By analyzing existing cross correlation between Global Standard Technology and Korea Real Estate, you can compare the effects of market volatilities on Global Standard and Korea Real and check how they will diversify away market risk if combined in the same portfolio for a given time horizon. You can also utilize pair trading strategies of matching a long position in Global Standard with a short position of Korea Real. Check out your portfolio center. Please also check ongoing floating volatility patterns of Global Standard and Korea Real.
Diversification Opportunities for Global Standard and Korea Real
0.29 | Correlation Coefficient |
Modest diversification
The 3 months correlation between Global and Korea is 0.29. Overlapping area represents the amount of risk that can be diversified away by holding Global Standard Technology and Korea Real Estate in the same portfolio, assuming nothing else is changed. The correlation between historical prices or returns on Korea Real Estate and Global Standard is a relative statistical measure of the degree to which these equity instruments tend to move together. The correlation coefficient measures the extent to which returns on Global Standard Technology are associated (or correlated) with Korea Real. Values of the correlation coefficient range from -1 to +1, where. The correlation of zero (0) is possible when the price movement of Korea Real Estate has no effect on the direction of Global Standard i.e., Global Standard and Korea Real go up and down completely randomly.

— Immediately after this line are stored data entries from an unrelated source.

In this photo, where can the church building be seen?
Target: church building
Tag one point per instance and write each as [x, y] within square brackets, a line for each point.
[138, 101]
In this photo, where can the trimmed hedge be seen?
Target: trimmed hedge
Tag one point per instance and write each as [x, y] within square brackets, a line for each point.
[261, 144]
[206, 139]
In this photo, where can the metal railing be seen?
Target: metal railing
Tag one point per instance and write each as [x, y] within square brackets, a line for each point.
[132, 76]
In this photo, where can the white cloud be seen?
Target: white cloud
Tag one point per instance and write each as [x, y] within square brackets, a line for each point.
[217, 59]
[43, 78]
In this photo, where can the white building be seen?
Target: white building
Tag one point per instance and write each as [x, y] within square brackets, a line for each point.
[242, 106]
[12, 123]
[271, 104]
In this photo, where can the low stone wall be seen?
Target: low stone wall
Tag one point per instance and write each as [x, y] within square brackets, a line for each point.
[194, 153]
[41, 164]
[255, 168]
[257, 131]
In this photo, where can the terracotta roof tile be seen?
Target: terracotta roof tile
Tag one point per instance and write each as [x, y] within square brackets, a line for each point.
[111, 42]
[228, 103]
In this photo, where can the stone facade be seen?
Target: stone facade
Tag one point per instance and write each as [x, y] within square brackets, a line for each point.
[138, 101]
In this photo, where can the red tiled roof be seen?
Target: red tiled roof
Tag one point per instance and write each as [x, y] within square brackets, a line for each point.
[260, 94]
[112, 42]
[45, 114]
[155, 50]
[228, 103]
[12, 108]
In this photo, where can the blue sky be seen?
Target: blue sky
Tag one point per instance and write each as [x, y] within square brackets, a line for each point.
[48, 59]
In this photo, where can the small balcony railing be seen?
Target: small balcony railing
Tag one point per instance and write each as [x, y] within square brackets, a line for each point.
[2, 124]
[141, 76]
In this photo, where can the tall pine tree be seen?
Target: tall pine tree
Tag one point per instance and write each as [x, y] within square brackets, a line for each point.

Pair Corralation between Global Standard and Korea Real
Assuming the 90 days trading horizon Global Standard Technology is expected to generate 3.76 times more return on investment than Korea Real. However, Global Standard is 3.76 times more volatile than Korea Real Estate. It trades about 0.04 of its potential returns per unit of risk. Korea Real Estate is currently generating about -0.04 per unit of risk. If you would invest 1,078,492 in Global Standard Technology on August 25, 2024 and sell it today you would earn a total of 399,508 from holding Global Standard Technology or generate 37.04% return on investment over 90 days.
Time Period | 3 Months [change] |
Direction | Moves Together |
Strength | Very Weak |
Accuracy | 100.0% |
Values | Daily Returns |
Global Standard Technology vs. Korea Real Estate
Performance |
Timeline |
Global Standard Tech |
Korea Real Estate |
Global Standard and Korea Real Volatility Contrast
Predicted Return Density |
Returns |
Pair Trading with Global Standard and Korea Real
The main advantage of trading using opposite Global Standard and Korea Real positions is that it hedges away some unsystematic risk. Because of two separate transactions, even if Global Standard position performs unexpectedly, Korea Real can make up some of the losses. Pair trading also minimizes risk from directional movements in the market. For example, if an entire industry or sector drops because of unexpected headlines, the short position in Korea Real will offset losses from the drop in Korea Real's long position.Global Standard vs. Insung Information Co | Global Standard vs. Korea Information Engineering | Global Standard vs. Lotte Data Communication | Global Standard vs. Tuksu Engineering ConstructionLtd |
Korea Real vs. Lion Chemtech Co | Korea Real vs. Ssangyong Information Communication | Korea Real vs. LG Household Healthcare | Korea Real vs. Vitzro Tech Co |
Check out your portfolio center.Note that this page's information should be used as a complementary analysis to find the right mix of equity instruments to add to your existing portfolios or create a brand new portfolio. You can also try the FinTech Suite module to use AI to screen and filter profitable investment opportunities.